Escrevendo as Paixões relatadas por Mateus, João e Lucas, que Felix Mendelssohn procurou resgatar do esquecimento, no caso do relato de Mateus J. S. Bach centraliza a composição musical nos capítulos 26 e 27 do grande e inigualável ministério de Jesus, o Messias de Deus, enviado ao povo de Israel. Portanto, este Oratório inicia com certo clamor em que as vozes se intercalam entre angústia, choro e espanto diante do Cordeiro mudo que está sendo entregue ao sacrifício na hora dos iníquos e do poder das trevas.

Já estamos cientes de que José de Arimatéia ofereceu o sepulcro cavado na rocha, onde ninguém havia sido colocado. Este sepulcro ficava no Calvário. Então, José e Nicodemos, membros do Sinédrio (Jo. 19.38-39)  cuidam das despesas e formalidades legais para o sepultamento.

Jerusalém, a “cidade sanguinária” (Ez. 22; Na. 3) havia esquecido o cativeiro babilônio e o peso daquela sentença. Como é fácil resistir ao Espírito Eterno! Naquela semana o lamento de Jesus ficara registrado (Mt. 23.37-39):

“Jerusalém, Jerusalém, que matas os profetas e apedrejas os que te foram enviados! Quantas vezes quis eu reunir os teus filhos, como a galinha ajunta os seus pintinhos debaixo das asas, e vós não o quisestes! Eis que a vossa casa vos ficará deserta. Declaro-vos, pois, que, desde agora, já não me vereis, até que venhais a dizer: Bendito o que vem em nome do Senhor!”

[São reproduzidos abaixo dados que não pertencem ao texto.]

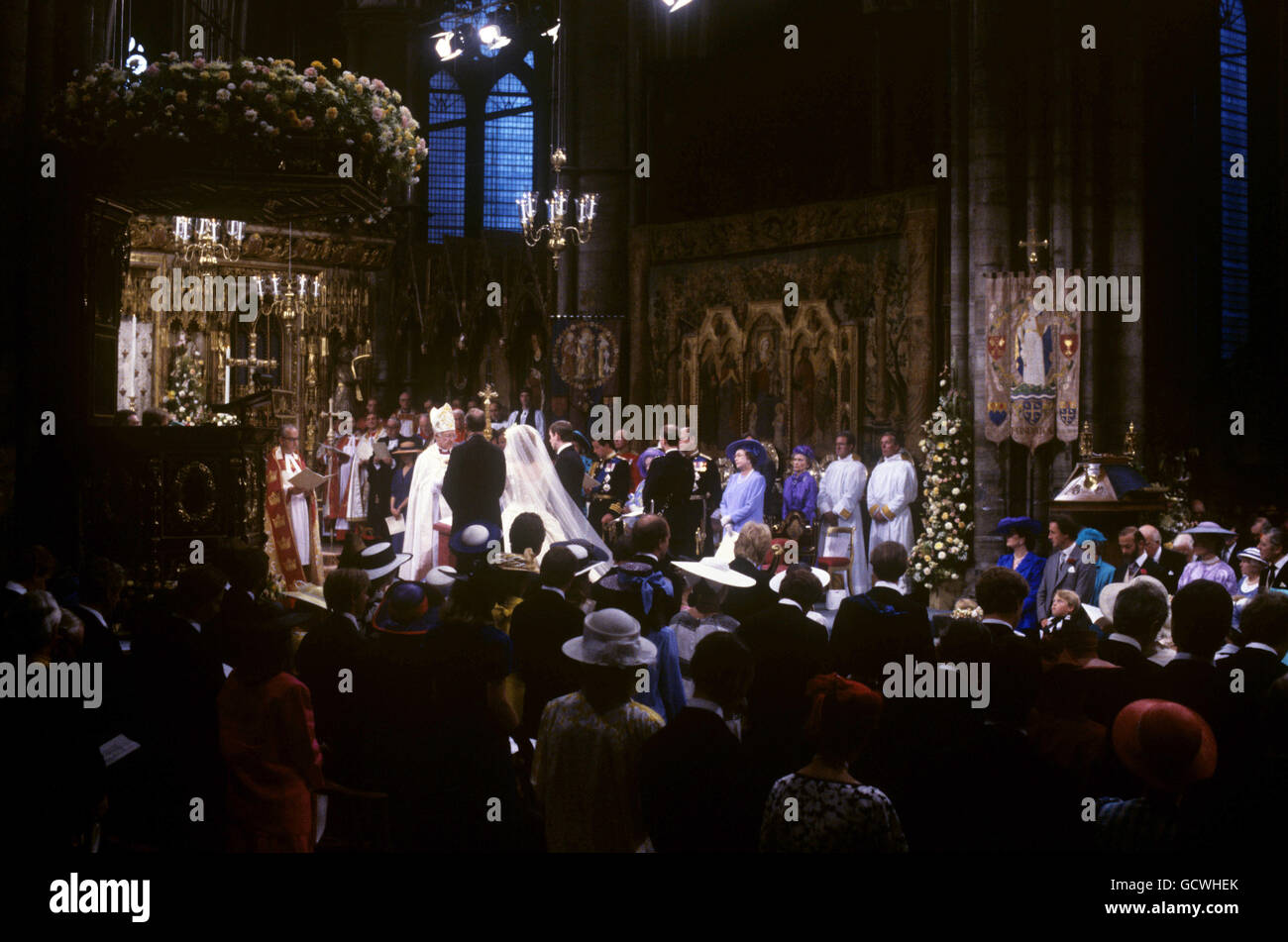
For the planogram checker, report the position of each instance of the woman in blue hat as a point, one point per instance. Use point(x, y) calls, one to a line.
point(1104, 571)
point(745, 495)
point(800, 489)
point(1019, 533)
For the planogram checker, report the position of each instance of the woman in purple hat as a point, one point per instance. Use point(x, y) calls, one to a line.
point(1019, 533)
point(800, 489)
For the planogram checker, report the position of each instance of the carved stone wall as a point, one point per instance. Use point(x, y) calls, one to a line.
point(708, 322)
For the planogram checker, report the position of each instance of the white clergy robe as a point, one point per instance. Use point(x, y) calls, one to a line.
point(425, 507)
point(841, 493)
point(892, 490)
point(297, 511)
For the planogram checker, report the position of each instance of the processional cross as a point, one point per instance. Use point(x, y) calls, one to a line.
point(487, 394)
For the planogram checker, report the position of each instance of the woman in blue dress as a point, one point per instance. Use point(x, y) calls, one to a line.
point(1104, 571)
point(399, 489)
point(745, 494)
point(635, 502)
point(800, 489)
point(1019, 533)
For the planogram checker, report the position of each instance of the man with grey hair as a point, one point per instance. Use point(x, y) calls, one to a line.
point(1164, 565)
point(1140, 611)
point(1273, 551)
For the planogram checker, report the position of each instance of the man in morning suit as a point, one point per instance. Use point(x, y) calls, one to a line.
point(567, 461)
point(476, 477)
point(695, 786)
point(789, 649)
point(1064, 568)
point(883, 626)
point(1273, 550)
point(668, 489)
point(612, 476)
point(539, 627)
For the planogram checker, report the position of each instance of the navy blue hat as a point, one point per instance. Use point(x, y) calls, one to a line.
point(404, 610)
point(1020, 524)
point(755, 451)
point(476, 538)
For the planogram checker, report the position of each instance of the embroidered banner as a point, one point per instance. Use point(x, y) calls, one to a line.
point(1033, 364)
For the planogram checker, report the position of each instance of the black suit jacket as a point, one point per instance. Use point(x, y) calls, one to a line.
point(669, 484)
point(696, 789)
point(864, 639)
point(475, 481)
point(333, 645)
point(571, 470)
point(1279, 580)
point(742, 603)
point(1167, 571)
point(789, 649)
point(539, 627)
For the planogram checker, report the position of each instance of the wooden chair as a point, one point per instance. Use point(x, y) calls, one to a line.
point(837, 565)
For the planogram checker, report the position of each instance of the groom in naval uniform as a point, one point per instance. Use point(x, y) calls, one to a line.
point(476, 477)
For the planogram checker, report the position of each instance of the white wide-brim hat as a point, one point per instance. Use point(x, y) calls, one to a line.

Lembranças e sentimentos conduzem o ouvinte ao longo do texto musical; e, bem no final deste Oratório chegamos à ária Mache dich, mein Herze, rein, para o baixo, que expressa o piedoso sentimento de José de Arimatéia ao contemplar o corpo de Jesus conduzido para o sepulcro.

Não sei quantas vezes a ouvi…

O letrista nos faz sentir, que José não apenas oferece lugar para o repouso do corpo de Jesus. Este homem piedoso percebe mais do que isto. Então, oferece o coração como morada Daquele que aceita como seu Salvador e Senhor.

Ouçamos Bach – Matthaeus Passion – Mache dich, mein Herze, rein

Koopman – Amsterdam Baroque Orchestra and Soloists

Letra:
Mache dich, mein Herze, rein,
Ich will Jesum selbst begraben.
Denn er sott nunmehr in mir
Fur and fur
Seine susse Ruhe haben.
Welt, geh aus, lass Jesum ein!

Não é difícil acompanhar a leitura da pauta… Experimentem.

http://www.youtube.com/watch?v=tdK6wQl09Vw&feature=related

Tradução:
Purifica-te, meu coração,
Quero dar sepultura a Jesus.
Porque doravante,
E para sempre
Poderá em mim repousar.
Mundo, sai! Deixa que Jesus entre em mim!

Make yourself clean, my heart,
I will entomb Jesus myself,
For he shall from now on, in me
for ever and ever,
take his sweet rest.
World, begone, let Jesus in!

Que as palavras desta ária e a disposição de José nos levem a repensar o lugar que temos dado a Cristo Jesus.